Achondroplasia is the most common skeletal dysplasia which can lead to many serious complications. Obstructive sleep apnea is a common complication in achondroplasia that varies in severity levels from mild to life threatening. In this report, we present a case of achondroplasia with vascular malformation compressing the airway which caused obstructive sleep apnea.
Achondroplasia, Vascular malformation, Obstructive sleep apnea
Achondroplasia is an autosomal dominant condition caused by mutations of fibroblast growth factor receptor 3 (FGFR3) gene [1]. It is the most common skeletal dysplasia with a prevalence of approximately 1 in 20,000 live births [1]. The birth incidence is one in 10,000-30,000, and more than 250,000 individuals are affected worldwide [2]. The clinical manifestations of achondroplasia usually present from birth; including disproportionate short stature associated with enlarged head, depressed nasal bridge, short stubby trident hands, lordotic lumbar spine, prominent buttocks and protuberant abdomen [3]. Achondroplasia can lead to multiple life threatening complications including cervicomedullary compression, spinal stenosis, restrictive and obstructive lung disease, otitis media, and tibial bowing [4]. It has been estimated in a study done in Wisconsin that 10-85% of children with achondroplasia require treatment for respiratory problems, most commonly central sleep apnea, restrictive lung disease, and obstructive sleep apnea [5]. To our knowledge, there are no published cases with vascular malformation of the airway. In this report, we present a case of achondroplasia with vascular malformation compressing the airway which caused obstructive sleep apnea with a brief review of the literature.
A 5-year-old male, known case of achondroplasia was referred to otolaryngologist because of severe obstructive sleep apnea based on polysomnography findings.
His first referral to ENT was for snoring and sleep disturbance at the age of 9 months, he had grade 2 tonsillar hypertrophy, underwent fiber-optic scope which showed large adenoid, normal supraglottic area and normal mobile vocal cords.
He underwent adenoidectomy at age of 12 months with mild postoperative improvement. At age of 5 years, he was admitted because of significant sleep apnea. During this admission, he had 2 cardiac arrests due to pulmonary hypertension. He was referred again to ENT because of snoring. He underwent polysomnography which showed severe obstructive sleep apnea. Scope was done at the clinic and showed hypopharyngeal collapse with posterior extension of the tonsils and left vocal cord immobility. Neck CT (Figure 1) was requested to rule out compression over the left recurrent laryngeal nerve and showed vascular malformation (dilated carotid sheath vessels), collapse of the hypopharynx and a total collapse of supraglottic area with patent subglottic region.
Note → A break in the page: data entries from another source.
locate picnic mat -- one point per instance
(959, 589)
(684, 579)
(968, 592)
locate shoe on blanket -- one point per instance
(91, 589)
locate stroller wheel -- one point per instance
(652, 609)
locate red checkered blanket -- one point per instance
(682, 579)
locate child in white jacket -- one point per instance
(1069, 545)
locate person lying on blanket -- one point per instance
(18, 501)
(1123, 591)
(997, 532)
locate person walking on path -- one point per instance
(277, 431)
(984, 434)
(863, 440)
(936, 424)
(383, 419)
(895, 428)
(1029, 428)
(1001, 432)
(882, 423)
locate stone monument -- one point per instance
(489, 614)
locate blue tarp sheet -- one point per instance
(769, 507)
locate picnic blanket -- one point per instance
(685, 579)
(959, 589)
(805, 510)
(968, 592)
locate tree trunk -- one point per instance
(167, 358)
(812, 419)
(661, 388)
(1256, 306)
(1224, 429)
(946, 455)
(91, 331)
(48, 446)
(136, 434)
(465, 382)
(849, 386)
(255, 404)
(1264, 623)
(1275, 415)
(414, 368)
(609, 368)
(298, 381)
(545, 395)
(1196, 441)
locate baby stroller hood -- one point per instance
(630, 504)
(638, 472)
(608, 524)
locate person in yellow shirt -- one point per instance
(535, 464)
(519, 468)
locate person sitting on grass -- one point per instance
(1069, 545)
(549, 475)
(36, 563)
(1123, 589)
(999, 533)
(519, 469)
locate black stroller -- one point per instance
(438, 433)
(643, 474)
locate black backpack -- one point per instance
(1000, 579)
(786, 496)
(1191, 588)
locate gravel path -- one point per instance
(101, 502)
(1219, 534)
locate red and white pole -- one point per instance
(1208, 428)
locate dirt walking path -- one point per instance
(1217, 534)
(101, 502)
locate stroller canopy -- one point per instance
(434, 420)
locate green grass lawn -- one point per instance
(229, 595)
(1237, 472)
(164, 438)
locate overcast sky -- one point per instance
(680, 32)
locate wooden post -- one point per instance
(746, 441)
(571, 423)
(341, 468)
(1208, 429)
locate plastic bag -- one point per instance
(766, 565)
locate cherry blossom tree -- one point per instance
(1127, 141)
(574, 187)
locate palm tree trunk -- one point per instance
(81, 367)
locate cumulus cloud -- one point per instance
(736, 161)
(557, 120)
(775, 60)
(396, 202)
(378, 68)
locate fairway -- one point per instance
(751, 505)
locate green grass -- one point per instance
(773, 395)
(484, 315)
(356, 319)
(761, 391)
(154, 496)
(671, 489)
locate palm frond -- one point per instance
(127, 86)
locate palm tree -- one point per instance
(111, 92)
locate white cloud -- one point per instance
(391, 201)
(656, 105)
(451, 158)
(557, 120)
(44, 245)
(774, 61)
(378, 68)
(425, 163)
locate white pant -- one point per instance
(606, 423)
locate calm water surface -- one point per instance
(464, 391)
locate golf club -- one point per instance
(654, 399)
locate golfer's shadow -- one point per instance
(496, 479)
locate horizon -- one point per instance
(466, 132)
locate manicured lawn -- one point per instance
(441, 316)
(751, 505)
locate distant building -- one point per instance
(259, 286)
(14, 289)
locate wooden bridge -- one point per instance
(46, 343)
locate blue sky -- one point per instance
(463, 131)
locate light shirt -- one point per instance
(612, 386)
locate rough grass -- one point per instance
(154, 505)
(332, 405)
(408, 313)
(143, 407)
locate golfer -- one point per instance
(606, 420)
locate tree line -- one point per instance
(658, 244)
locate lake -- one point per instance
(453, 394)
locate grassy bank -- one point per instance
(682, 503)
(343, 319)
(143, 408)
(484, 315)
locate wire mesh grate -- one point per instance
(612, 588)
The option of tracheotomy was offered as the best solution for his recent situation but it was refused by the family.
Obstructive sleep apnea is common in achondroplastic patients because they are prone to have small airways, midface hypoplasia, oromotor hypotonia and lymphatic ring hypertrophy [5]. Achondroplasia is complicated by sleep apnea due to many pathologies, and could be divided into central and peripheral pathologies. Central pathologies include cervicomedullary compression and narrowed foramen magnum, whereas peripheral pathologies include adenotonsillar hypertrophy [4]. Typically, polysomnography is done in cases with obstructive sleep apnea (OSA) to differentiate central, peripheral, mixed apnea and hypopnea [6]. However, In our patient, he has severe obstructive sleep apnea, central causes were ruled out after sleep study despite having narrowing of foramen magnum. He has multilevel obstruction with grade 3 tonsils causing narrowing at the oropharyngeal level and hypo-pharyngeal collapse.
Neuroimaging using computed tomography (CT) or magnetic resonance imaging (MRI) should be done to assess craniocervical junction for any stenosis and polysomnography for central apnea as soon as the patient is diagnosed with achondroplasia [7].
Interestingly, our patient has a vascular malformation of the airway that has caused hypopharyngeal collapse which was first noticed when a scope was done for him and confirmed by neck CT. Vascular malformation of the airways was not reported in any literature; however, there are 3 cases reported of achondroplastic patients with vascular malformations of the brain which lead to death, diagnosis was achieved on autopsy [8]. This finding along with our patient have necessitated the report that vascular malformations although rare but can lead to devastating outcome.
On the other hand, achondroplasia is commonly known to affect upper respiratory airways caused by disease process including combination of hypotonia, small nasal cavities and midface hypoplasia [9]. In one study done by Tasker, et al. had patients with achondroplasia were divided into 3 groups based on respiratory difficulties. The first group had adenotosillar hypertrophy and midface hypoplasia, OSA mostly resolved post adenotonsillectomy. In the second group, OSA did not resolve after the surgery; however, these patients did not require supplemental oxygen. The third group, which is the most severe form, did not benefit from adenotonsillecomy and required supplemental oxygen [9]. Study did not mention if any participant was investigated for airway vascular malformation, this could assert to the rarity of this diagnostic practice.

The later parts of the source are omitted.